08 Oct Sri Lanka Double Tax Agreements
1. The laws in force in one of the Contracting States shall continue to regulate the taxation of income and capital in the Contracting States concerned, except as expressly provided in this Convention. Where income or capital is taxed in both Contracting States, exemption from double taxation shall be granted in accordance with the following paragraphs of this Article. 3. The competent authorities of the Contracting States shall endeavour to establish by common accord any difficulty or doubt arising from the interpretation or application of the Convention. They may also consult each other on the elimination of double taxation in cases not provided for in the Convention. This Convention shall not affect the tax privileges of diplomatic or consular agents in accordance with the general rules of international law or the provisions of special agreements. Agreement between the Government of the Russian Federation and the Government of the Republic of Albania for the avoidance of double taxation on income and capital The Double Taxation Convention entered into force on 21 May 1980 and was amended on 13 February 1980 by an exchange of notes. The attached Agreement between the Government of the Republic of India and the Government of the Democratic Socialist Republic of Sri Lanka for the avoidance of double taxation and the prevention of fiscal evasion of income and capital has been ratified and the instruments of ratification have been exchanged in accordance with Article 29 of the said Convention. 3. The term “pension” means a specified amount that must be paid regularly at specified times, during life or for a specified or identifiable period, by requiring payments in cash or monetary value to be made in exchange for appropriate and full consideration.
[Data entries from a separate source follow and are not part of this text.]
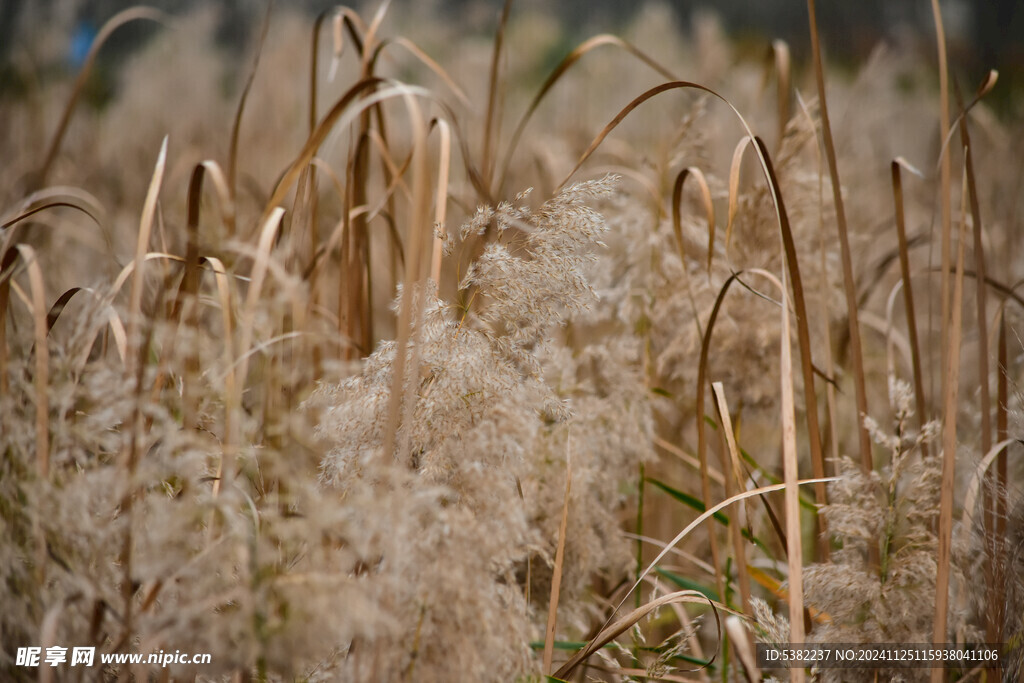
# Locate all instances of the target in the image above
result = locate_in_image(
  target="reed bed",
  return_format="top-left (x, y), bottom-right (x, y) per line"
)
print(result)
top-left (0, 0), bottom-right (1024, 681)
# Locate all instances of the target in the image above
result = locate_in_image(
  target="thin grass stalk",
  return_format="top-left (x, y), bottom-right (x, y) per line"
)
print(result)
top-left (957, 105), bottom-right (1004, 642)
top-left (711, 382), bottom-right (754, 614)
top-left (755, 137), bottom-right (829, 561)
top-left (480, 0), bottom-right (512, 193)
top-left (182, 161), bottom-right (234, 431)
top-left (807, 0), bottom-right (876, 479)
top-left (770, 40), bottom-right (793, 155)
top-left (227, 0), bottom-right (273, 238)
top-left (226, 207), bottom-right (285, 494)
top-left (672, 166), bottom-right (715, 278)
top-left (696, 271), bottom-right (741, 610)
top-left (932, 0), bottom-right (952, 405)
top-left (779, 271), bottom-right (802, 683)
top-left (12, 245), bottom-right (50, 587)
top-left (797, 92), bottom-right (839, 475)
top-left (543, 434), bottom-right (572, 671)
top-left (430, 119), bottom-right (452, 288)
top-left (959, 101), bottom-right (992, 462)
top-left (384, 88), bottom-right (430, 463)
top-left (497, 34), bottom-right (679, 193)
top-left (0, 249), bottom-right (18, 395)
top-left (932, 161), bottom-right (967, 683)
top-left (986, 308), bottom-right (1010, 655)
top-left (890, 158), bottom-right (929, 459)
top-left (725, 135), bottom-right (754, 253)
top-left (205, 256), bottom-right (236, 496)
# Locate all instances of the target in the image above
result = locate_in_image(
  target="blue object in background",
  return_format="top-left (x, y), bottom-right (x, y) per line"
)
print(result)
top-left (68, 19), bottom-right (96, 69)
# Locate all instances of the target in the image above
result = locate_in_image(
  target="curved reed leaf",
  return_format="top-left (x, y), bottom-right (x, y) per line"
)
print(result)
top-left (496, 34), bottom-right (679, 193)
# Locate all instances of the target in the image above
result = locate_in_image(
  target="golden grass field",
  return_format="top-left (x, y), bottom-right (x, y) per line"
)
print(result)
top-left (0, 0), bottom-right (1024, 681)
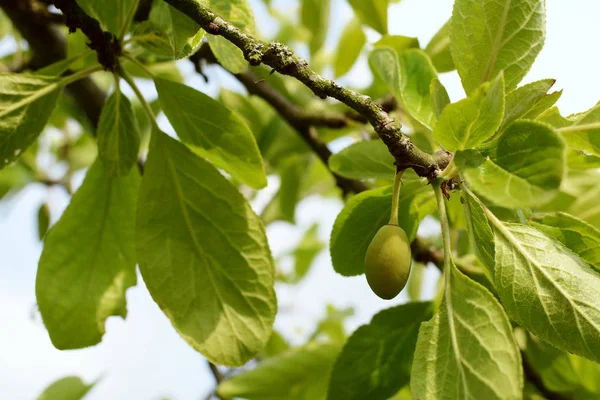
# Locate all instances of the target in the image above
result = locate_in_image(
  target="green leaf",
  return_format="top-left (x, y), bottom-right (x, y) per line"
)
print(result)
top-left (373, 35), bottom-right (419, 54)
top-left (330, 174), bottom-right (434, 276)
top-left (433, 74), bottom-right (504, 152)
top-left (327, 303), bottom-right (431, 400)
top-left (133, 0), bottom-right (204, 60)
top-left (329, 140), bottom-right (396, 179)
top-left (502, 79), bottom-right (562, 130)
top-left (530, 212), bottom-right (600, 271)
top-left (369, 47), bottom-right (402, 99)
top-left (77, 0), bottom-right (137, 36)
top-left (300, 0), bottom-right (331, 56)
top-left (492, 220), bottom-right (600, 362)
top-left (538, 102), bottom-right (600, 156)
top-left (97, 90), bottom-right (140, 177)
top-left (288, 224), bottom-right (325, 283)
top-left (348, 0), bottom-right (389, 35)
top-left (333, 19), bottom-right (367, 78)
top-left (38, 376), bottom-right (94, 400)
top-left (36, 161), bottom-right (140, 350)
top-left (524, 335), bottom-right (600, 400)
top-left (217, 343), bottom-right (340, 400)
top-left (37, 203), bottom-right (50, 240)
top-left (454, 120), bottom-right (565, 208)
top-left (154, 78), bottom-right (267, 188)
top-left (136, 131), bottom-right (277, 366)
top-left (429, 78), bottom-right (450, 118)
top-left (207, 0), bottom-right (256, 74)
top-left (410, 262), bottom-right (523, 399)
top-left (425, 21), bottom-right (456, 73)
top-left (450, 0), bottom-right (546, 94)
top-left (461, 190), bottom-right (495, 281)
top-left (398, 49), bottom-right (437, 129)
top-left (0, 73), bottom-right (60, 170)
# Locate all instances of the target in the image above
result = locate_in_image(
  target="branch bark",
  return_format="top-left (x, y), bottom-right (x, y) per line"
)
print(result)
top-left (164, 0), bottom-right (451, 177)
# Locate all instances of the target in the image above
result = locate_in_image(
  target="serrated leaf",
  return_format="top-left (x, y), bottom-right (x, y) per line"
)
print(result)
top-left (36, 161), bottom-right (140, 350)
top-left (134, 0), bottom-right (204, 60)
top-left (530, 212), bottom-right (600, 271)
top-left (327, 303), bottom-right (431, 400)
top-left (433, 74), bottom-right (504, 152)
top-left (154, 78), bottom-right (267, 188)
top-left (207, 0), bottom-right (256, 74)
top-left (300, 0), bottom-right (331, 56)
top-left (454, 120), bottom-right (565, 208)
top-left (450, 0), bottom-right (546, 94)
top-left (333, 19), bottom-right (367, 78)
top-left (348, 0), bottom-right (389, 35)
top-left (77, 0), bottom-right (137, 35)
top-left (461, 190), bottom-right (495, 281)
top-left (330, 174), bottom-right (435, 276)
top-left (329, 140), bottom-right (396, 179)
top-left (136, 131), bottom-right (277, 366)
top-left (217, 343), bottom-right (340, 400)
top-left (429, 78), bottom-right (450, 118)
top-left (538, 102), bottom-right (600, 156)
top-left (398, 49), bottom-right (437, 129)
top-left (38, 376), bottom-right (94, 400)
top-left (502, 79), bottom-right (562, 126)
top-left (97, 90), bottom-right (140, 177)
top-left (494, 221), bottom-right (600, 362)
top-left (410, 262), bottom-right (523, 400)
top-left (524, 335), bottom-right (600, 400)
top-left (425, 21), bottom-right (456, 73)
top-left (0, 73), bottom-right (60, 170)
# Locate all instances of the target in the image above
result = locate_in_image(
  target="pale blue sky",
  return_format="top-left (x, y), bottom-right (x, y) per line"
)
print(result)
top-left (0, 0), bottom-right (600, 400)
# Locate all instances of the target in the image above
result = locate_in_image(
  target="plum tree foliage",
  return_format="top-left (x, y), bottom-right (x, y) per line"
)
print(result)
top-left (0, 0), bottom-right (600, 400)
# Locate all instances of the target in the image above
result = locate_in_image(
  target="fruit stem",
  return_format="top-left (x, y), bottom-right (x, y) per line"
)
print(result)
top-left (390, 170), bottom-right (405, 225)
top-left (432, 179), bottom-right (452, 295)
. 4. Profits from the transfer of shares of a company may be taxed in the Contracting State in which they were issued. 2. Where a Contracting State integrates the profits of an enterprise of that State with the profits of that State and taxes the profits on which an enterprise of the other State Party is to be taxed in that other State, the profits so included shall be those which would have been granted to the enterprise of the first State if the conditions established between the two enterprises had been those which had been those which had been adopted between the two enterprises: which would have been met between independent undertakings. that other State shall then make an appropriate adjustment of the amount of tax it levies on those profits. . . .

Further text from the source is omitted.